Kolejnym punktem programu była konferencja, którą wygłosił bp Jean Kockerols z diecezji mecheleńsko-brukselskiej, którego zadaniem jest praca z młodzieżą w Brukseli. Duchowny nawiązał do ewangelicznej sceny nieudanego połowu ryb. – Tak wiele zależy od naszego Pana, a my nie chcemy lub boimy się Mu zaufać. Kościół jest różnorodny, składa się z ludzi różnych kultur i języków – ale to Chrystus sprawia, że jesteśmy siostrami i braćmi – na tej samej łodzi, w Jego imię – mówił. Dał do zrozumienia, że nie można oglądać się za siebie, ale żyć Ewangelią, bez lęku wobec tego co niesie świat doby globalizacji. Zdaniem biskupa Kockerolsa należy słuchać głosu serca, a nie tylko opierać swoje życie na racjonalnych kalkulacjach, co się opłaca – a co nie. Bo i Jezus nie kalkulował.

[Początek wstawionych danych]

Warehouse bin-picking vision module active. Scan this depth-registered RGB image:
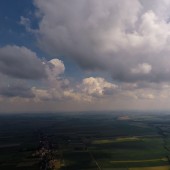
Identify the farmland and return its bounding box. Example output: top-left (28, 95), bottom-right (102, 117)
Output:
top-left (0, 112), bottom-right (170, 170)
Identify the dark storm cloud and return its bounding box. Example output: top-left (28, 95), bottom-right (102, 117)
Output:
top-left (35, 0), bottom-right (170, 82)
top-left (0, 85), bottom-right (34, 98)
top-left (0, 45), bottom-right (46, 79)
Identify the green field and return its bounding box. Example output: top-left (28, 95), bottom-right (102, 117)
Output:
top-left (0, 112), bottom-right (170, 170)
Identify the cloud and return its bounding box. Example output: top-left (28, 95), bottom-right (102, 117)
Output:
top-left (79, 77), bottom-right (117, 97)
top-left (0, 45), bottom-right (46, 79)
top-left (131, 63), bottom-right (152, 74)
top-left (0, 84), bottom-right (34, 98)
top-left (34, 0), bottom-right (170, 82)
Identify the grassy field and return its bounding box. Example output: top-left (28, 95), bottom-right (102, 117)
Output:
top-left (0, 112), bottom-right (170, 170)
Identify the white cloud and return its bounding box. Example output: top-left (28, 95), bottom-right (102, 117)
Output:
top-left (30, 0), bottom-right (170, 82)
top-left (131, 63), bottom-right (152, 74)
top-left (79, 77), bottom-right (117, 96)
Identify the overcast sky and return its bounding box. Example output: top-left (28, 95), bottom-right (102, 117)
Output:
top-left (0, 0), bottom-right (170, 113)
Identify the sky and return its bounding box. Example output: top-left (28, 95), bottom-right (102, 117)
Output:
top-left (0, 0), bottom-right (170, 113)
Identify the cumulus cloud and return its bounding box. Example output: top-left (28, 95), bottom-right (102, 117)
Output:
top-left (0, 84), bottom-right (34, 98)
top-left (0, 45), bottom-right (46, 79)
top-left (131, 63), bottom-right (152, 74)
top-left (31, 0), bottom-right (170, 82)
top-left (79, 77), bottom-right (117, 97)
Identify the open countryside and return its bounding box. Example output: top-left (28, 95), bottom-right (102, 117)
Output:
top-left (0, 112), bottom-right (170, 170)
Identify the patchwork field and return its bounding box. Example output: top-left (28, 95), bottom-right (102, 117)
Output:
top-left (0, 112), bottom-right (170, 170)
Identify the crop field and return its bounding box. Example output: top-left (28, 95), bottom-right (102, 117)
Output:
top-left (0, 112), bottom-right (170, 170)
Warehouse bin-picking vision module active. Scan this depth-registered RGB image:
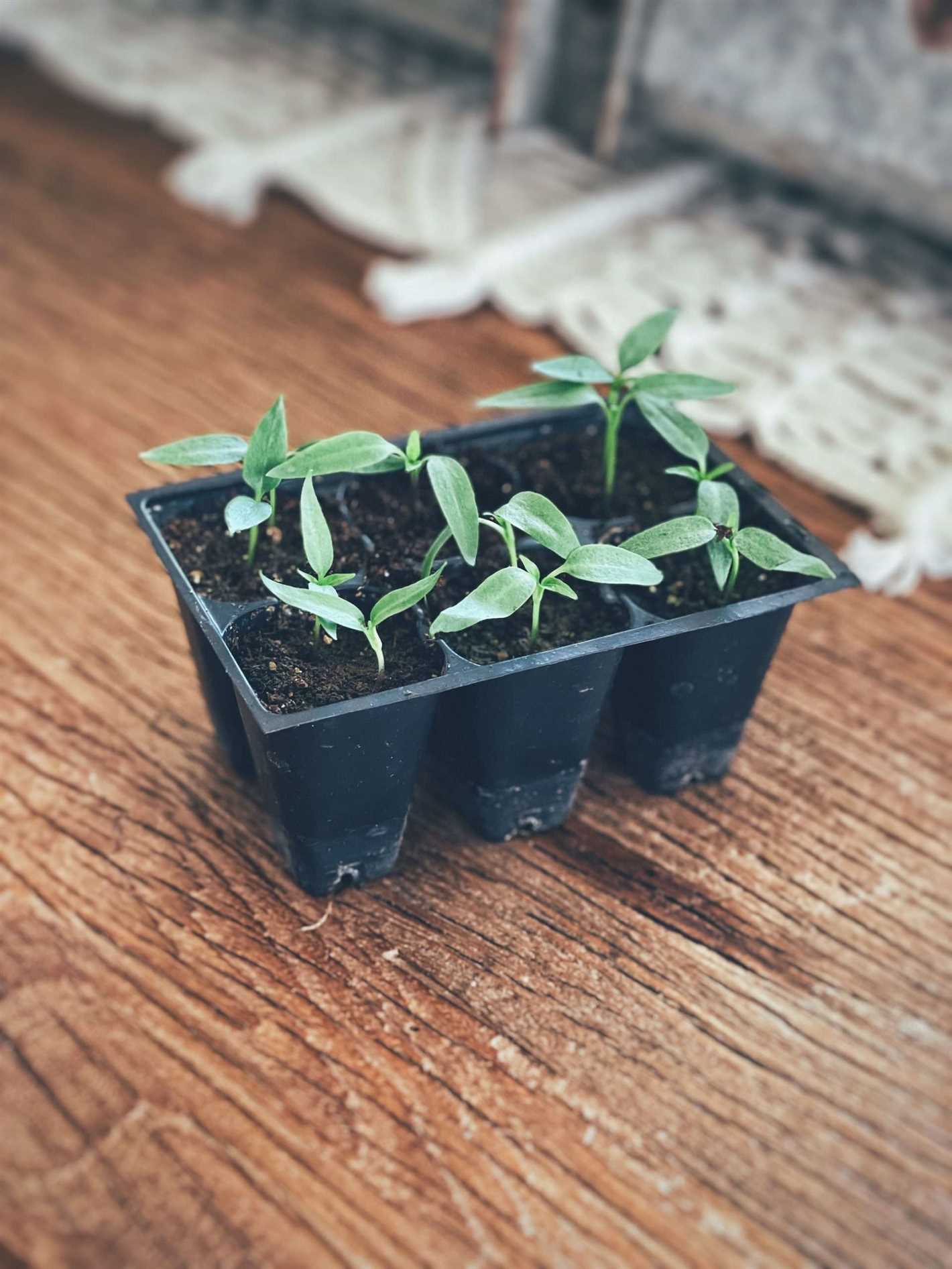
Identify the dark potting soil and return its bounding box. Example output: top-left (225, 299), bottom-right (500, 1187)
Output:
top-left (229, 604), bottom-right (443, 713)
top-left (509, 424), bottom-right (692, 522)
top-left (347, 450), bottom-right (513, 587)
top-left (162, 490), bottom-right (367, 601)
top-left (601, 528), bottom-right (809, 617)
top-left (432, 561), bottom-right (628, 665)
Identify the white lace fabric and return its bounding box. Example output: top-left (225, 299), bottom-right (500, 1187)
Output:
top-left (7, 0), bottom-right (952, 594)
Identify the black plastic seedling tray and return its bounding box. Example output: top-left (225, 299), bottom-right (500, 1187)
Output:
top-left (128, 408), bottom-right (857, 895)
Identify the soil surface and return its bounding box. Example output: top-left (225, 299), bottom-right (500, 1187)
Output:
top-left (162, 490), bottom-right (367, 603)
top-left (229, 604), bottom-right (443, 713)
top-left (432, 560), bottom-right (628, 665)
top-left (515, 424), bottom-right (696, 522)
top-left (347, 450), bottom-right (514, 587)
top-left (601, 528), bottom-right (810, 617)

- Kochajcie Kościół – prosił młodych bp J. Kockerols. – Kochajcie Kościół - powtórzył. Po tych słowach zapadła dłuższa chwila ciszy – wzruszenia nie kryli młodzi i sam biskup. –Kościół nie jest klubem – bo do klubu zaprasza się tych, których się lubi, a usuwa tych, których się nie lubi. Kościół jest jak łódka, na której obok nas znaleźli się inni, których nie my wybraliśmy, ale razem przyszło nam płynąc w jednym kierunku – tłumaczył duchowny.
Biskup archidiecezji mecheleńsko-brukselskiej zwracając uwagę, że w Belgii nie ma w zbyt wielu młodych osób kościołach – podkreślił, że nie wolno nam się oglądać za siebie, ale trzeba patrzeć w przyszłość. – Poznając Chrystusa nie można tej radości zatrzymać dla siebie. Nie można wrócić do domu takimi, jakimi byliśmy przed wyjazdem. To ma być coś więcej niż wspomnienie wakacji – zakończył.
W Wąwolnicy powiewały flagi: Libanu, Syrii, Belgii i Iraku – trzymane przez młodych reprezentantów tych krajów. Wszyscy otrzymali niegdyś status uchodźcy i mieszkają w Belgii. – Wojna nie jest kwestią religii, braku tolerancji, różnic kulturowych – ale pieniędzy. Trzeba mieć nadzieję, że młode pokolenie stworzy lepszy świat. A Kościół w Belgii, mimo, że mniej liczny niż w Polsce – to jest żywy i autentyczny – bo tam nie jest łatwo powiedzieć: jestem katolikiem, tam trzeba dawać świadectwo – mówi Maria pochodząca z Aleppo w Syrii, od roku mieszkająca w Liège.
Mszy św. w Wąwolnicy przewodniczył bp Jean-Luc Hudsyn z Belgii. W homilii mówił o roli kobiet i mężczyzn w Kościele. Nawiązał do kwestii zaufania i wdzięczności wobec Boga. Wyjątkowo radośnie i pięknie brzmiały śpiewy i muzyka w wykonaniu kilkunastoosobowej scholi. Serdecznie wyglądał również znak pokoju. Podczas Mszy św. można było przeżyć momenty absolutnej ciszy, czego zdecydowanie brakuje w większości świątyń w naszym kraju.